That number with the percent sign after it really doesn’t mean much - it is the rate at which you pay that matters. In addition, there are, to my memory, seven different ways to calculate interest. It’s like going to seven different countries on a vacation and having seven different ways to measure how far you have driven.
10 Kilometers, 7 Miles
Sally went up to Canada and drove 10 kilometers, and Dan down in the USA drove 7 miles. Who went further? Actually, Dan did, becasue 10 kilometers is about 6.2 miles. The concept is very much the same when looking at your interest rate.
Only one way of calculating interest is wholly beneficial to the consumer in the case of
debt. It’s called Simple Daily calculated Interest - in other words,
anytime you make a payment or change the balance in any way, your
interest is re-calculated upon receipt, based on the new balance -
hence immediately lowering your debt and accrued interest.
If you have
a scheduled loan, no matter when you make a payment, they will only
apply it to your balance on the due date, which allows the
interest to accrue as usual for the full time period of the schedule,
usually one month - worse yet, scheduled loans don’t EVER use simple
interest, they’re either compound or annual.
Analyzing the conversion rate
Let’s
say you have a $100,000 loan with Daily Bank and a $100,000 loan with
Scheduled Bank, both at 10%, just to make it really simple. You pay
$500 to each twice a month. Here’s what you’ll end up with after the
first year:
Scheduled Bank, debt $100,000 @ 10% APR ($10,000 in interest to be paid over the year)
+30 days: Principal + ($10,000 / 12) - $1,000 = $99,834 remaining balance (interest is $833.33r monthly)
+60 days: Principal + ($10,000 / 12) - $1,000 = $99,668 remaining balance
…
+360 days: Principal + ($10,000 / 12) - $1,000 = $98,000 remaining balance
Oh
goodie. You’ve made a $2,000 dent after paying $12,000. Now, Daily
Bank, because it’s Simple Daily Interest, it uses simple interest,
which works very differently. You take that 10%, and divide it by 360
days, giving you a daily rate of .02% - pay special attention to that
decimal place!
Daily Bank, debt $100,000 @ 10% Daily Simple
+15 days: Principal + (.02% x 15) - $500 = $99,800 remaining balance (nterest was $300)

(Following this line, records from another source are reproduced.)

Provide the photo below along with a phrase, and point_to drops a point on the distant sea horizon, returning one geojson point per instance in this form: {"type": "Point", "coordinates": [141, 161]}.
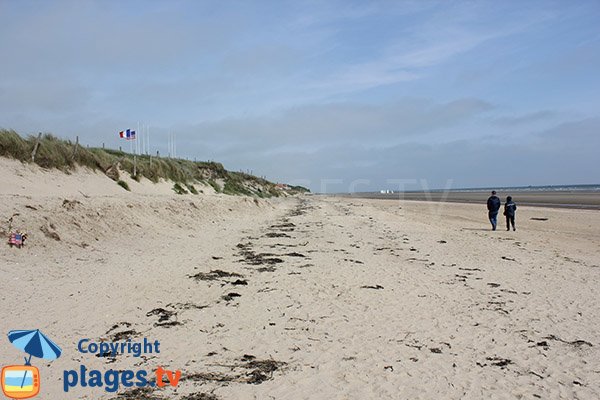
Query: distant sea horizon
{"type": "Point", "coordinates": [589, 187]}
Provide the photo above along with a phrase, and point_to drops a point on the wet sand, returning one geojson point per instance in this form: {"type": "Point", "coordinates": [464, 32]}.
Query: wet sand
{"type": "Point", "coordinates": [589, 200]}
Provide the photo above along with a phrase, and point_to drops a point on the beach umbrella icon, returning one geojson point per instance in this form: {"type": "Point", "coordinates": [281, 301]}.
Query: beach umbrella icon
{"type": "Point", "coordinates": [34, 343]}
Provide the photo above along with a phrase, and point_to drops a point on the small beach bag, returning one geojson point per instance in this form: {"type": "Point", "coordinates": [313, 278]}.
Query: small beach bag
{"type": "Point", "coordinates": [16, 239]}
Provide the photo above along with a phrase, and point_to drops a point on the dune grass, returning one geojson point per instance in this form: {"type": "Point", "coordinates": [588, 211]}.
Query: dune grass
{"type": "Point", "coordinates": [64, 155]}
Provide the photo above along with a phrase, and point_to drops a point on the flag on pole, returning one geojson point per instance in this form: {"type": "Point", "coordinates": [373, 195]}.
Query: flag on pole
{"type": "Point", "coordinates": [128, 134]}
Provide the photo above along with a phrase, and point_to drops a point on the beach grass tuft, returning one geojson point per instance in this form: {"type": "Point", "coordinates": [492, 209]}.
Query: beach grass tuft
{"type": "Point", "coordinates": [64, 155]}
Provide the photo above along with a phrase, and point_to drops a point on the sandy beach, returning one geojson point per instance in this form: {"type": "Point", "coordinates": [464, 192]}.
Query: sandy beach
{"type": "Point", "coordinates": [305, 297]}
{"type": "Point", "coordinates": [581, 199]}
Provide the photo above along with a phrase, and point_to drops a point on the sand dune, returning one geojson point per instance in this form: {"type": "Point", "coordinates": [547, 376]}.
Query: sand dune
{"type": "Point", "coordinates": [305, 298]}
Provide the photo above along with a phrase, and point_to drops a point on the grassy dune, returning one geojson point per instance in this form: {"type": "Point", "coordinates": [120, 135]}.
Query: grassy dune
{"type": "Point", "coordinates": [66, 156]}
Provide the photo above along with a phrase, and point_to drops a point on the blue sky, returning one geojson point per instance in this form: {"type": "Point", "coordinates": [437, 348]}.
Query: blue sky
{"type": "Point", "coordinates": [335, 95]}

+30 days: Principal + (.02% x 15) - $500 = $99,599.40 remaining balance (interest was $299.40)
Really look at that!
Whoa
wait a second here - you’ve already got a lower balance on the simple interest loan in
two payments, than you did on the scheduled loan in two payments - and it’s
in HALF THE TIME. I would calculate the whole year out, but that’s a
bit more difficult for simple interest. Notice something else too -
you’re paying less in interest right off the bat. There’s a $333.60
difference just in the first month! My math isn’t wrong either - go
ahead and double check that.
Interest rate is nothing more
than a sales gimmick! It’s exactly like someone convincing you to move
to Australia because their gas is $1.20 a liter, which is so much
cheaper than yours at $2.60 a gallon. You’ve got to do the conversion,
read the fine print, before you can know exactly how much you’re paying.